02.11.2011 tarihli Resmi Gazetede yayımlanarak yürürlüğe giren 659 Sayılı Kanun Hükmünde Kararnamede, Milli Savunma ve İçişleri Bakanlığı da dahil olmak üzere İdareleri adli ve idari yargıda, icra mercileri ve hakemler nezdinden vekil sıfatıyla temsil yetkisinin; hukuk birimi amirleri, hukuk müşavirleri, muhakemat müdürlerinin yanı sıra idarede görevli avukatlara ait olduğu hususu düzenlenmiş, ayrıca idari yargı yerlerinde ve Askeri Yüksek İdare Mahkemesinde takip edilen davalarda Avukatlık hizmet sınıfında bulunan ve KHK'ye göre listelerde ilan edilen idare temsilcilerine ilgili mevzuata göre hükmedilmesi gereken tutar üzerinden vekalet ücretinin ödenebileceği hüküm altına alınmış ve bu düzenlemenin yayım tarihinde yürürlüğe gireceği, 1136 sayılı Avukatlık Kanunu'nun 168'inci maddesinde; yargı yerlerindeki işlemler ile diğer işlemlerden alınacak avukatlık ücretinin asgari hadlerini gösteren tarifenin Türkiye Barolar Birliğince hazırlanacağı, avukatlık ücretinin takdirinde hukuki yardımın tamamlandığı veya dava sonunda hüküm verildiği tarihte yürürlükte olan tarifenin esas alınacağı, 169'uncu maddesinde; yargı mercilerince karşı tarafa yükletilecek avukatlık ücretinin, avukatlık ücret tarifesinde yazılı miktardan az ve üç katından fazla olamayacağı, Türkiye Barolar Birliğince yayınlanan ve yürürlükte bulunan Avukatlık Asgari Ücret Tarifesinin 5'inci maddesinde, hangi aşamada olursa olsun, dava ve icra takibini kabul eden avukatın, Tarife hükümleri ile belirlenen ücretin tamamına hak kazanacağı, 6100 sayılı Hukuk Muhakemeleri Kanunu'nun 323'üncü maddesinde; vekille takip edilen davalarda kanun gereğince takdir olunacak vekalet ücretinin yargılama giderlerinden olduğu belirtilmiştir.

Vekalet ücreti, hem usule ilişkin bir düzenleme olması, hem de kamu hizmeti-kamu düzenine ilişkinlik unsurlarını özünde taşıması nedeniyle devam eden yargılamalar yönünden hemen tatbiki gereken bir kural mahiyetindedir.

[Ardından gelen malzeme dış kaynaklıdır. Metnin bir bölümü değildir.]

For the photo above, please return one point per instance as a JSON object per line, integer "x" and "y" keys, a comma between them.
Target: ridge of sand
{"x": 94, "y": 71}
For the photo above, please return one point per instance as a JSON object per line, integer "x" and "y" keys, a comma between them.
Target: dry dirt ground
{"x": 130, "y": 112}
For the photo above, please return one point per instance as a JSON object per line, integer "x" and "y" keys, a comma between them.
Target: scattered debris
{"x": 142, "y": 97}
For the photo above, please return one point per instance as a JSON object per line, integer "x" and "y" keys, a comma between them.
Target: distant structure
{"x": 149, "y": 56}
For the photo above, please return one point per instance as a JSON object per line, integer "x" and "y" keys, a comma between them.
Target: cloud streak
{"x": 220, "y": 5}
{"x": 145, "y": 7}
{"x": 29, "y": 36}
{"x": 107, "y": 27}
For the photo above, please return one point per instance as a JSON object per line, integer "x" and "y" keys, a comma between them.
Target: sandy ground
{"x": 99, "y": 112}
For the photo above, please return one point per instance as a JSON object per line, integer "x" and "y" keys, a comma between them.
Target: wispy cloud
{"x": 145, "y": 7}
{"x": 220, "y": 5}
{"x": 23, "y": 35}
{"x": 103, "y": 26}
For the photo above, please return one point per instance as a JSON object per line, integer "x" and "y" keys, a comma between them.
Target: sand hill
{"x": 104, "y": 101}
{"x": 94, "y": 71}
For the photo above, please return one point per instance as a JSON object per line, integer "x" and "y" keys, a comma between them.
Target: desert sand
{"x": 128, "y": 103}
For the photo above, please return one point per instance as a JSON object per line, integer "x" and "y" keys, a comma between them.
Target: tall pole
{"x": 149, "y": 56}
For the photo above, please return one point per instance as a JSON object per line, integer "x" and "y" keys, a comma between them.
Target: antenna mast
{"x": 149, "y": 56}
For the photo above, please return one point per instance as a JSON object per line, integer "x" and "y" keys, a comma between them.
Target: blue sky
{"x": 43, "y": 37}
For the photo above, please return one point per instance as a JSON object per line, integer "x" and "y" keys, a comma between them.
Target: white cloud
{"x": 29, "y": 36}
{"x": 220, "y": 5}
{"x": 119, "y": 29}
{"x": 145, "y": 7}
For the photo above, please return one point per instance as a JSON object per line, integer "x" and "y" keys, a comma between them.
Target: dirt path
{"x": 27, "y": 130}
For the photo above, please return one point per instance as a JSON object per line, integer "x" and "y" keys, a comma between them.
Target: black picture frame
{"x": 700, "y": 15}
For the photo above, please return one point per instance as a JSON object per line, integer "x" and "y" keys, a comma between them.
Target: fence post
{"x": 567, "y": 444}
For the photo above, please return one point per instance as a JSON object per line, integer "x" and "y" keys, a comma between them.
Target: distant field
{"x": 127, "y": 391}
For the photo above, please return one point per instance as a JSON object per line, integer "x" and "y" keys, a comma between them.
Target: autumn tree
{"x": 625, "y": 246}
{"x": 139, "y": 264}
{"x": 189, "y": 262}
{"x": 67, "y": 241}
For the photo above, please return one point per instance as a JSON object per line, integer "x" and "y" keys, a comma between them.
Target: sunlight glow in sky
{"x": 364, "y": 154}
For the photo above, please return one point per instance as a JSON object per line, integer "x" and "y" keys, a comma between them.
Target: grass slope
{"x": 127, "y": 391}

Nitekim Anayasa Mahkemesi de bir kararında, vekalet ücretinin maddi ceza hukukuna değil, usul hukukuna ilişkin bir düzenleme olduğunu, usul hukukuna göre yargılama giderlerinde yapılacak bir artışın değişiklikten önce açılmış olan davalara da uygulanacağını belirtmiştir. (Anayasa Mahkemesi'nin 03.03.2004 tarih ve E.2002/126, K.2004/27 sayılı kararı-RG. 19.02.2005, Sayı: 25732).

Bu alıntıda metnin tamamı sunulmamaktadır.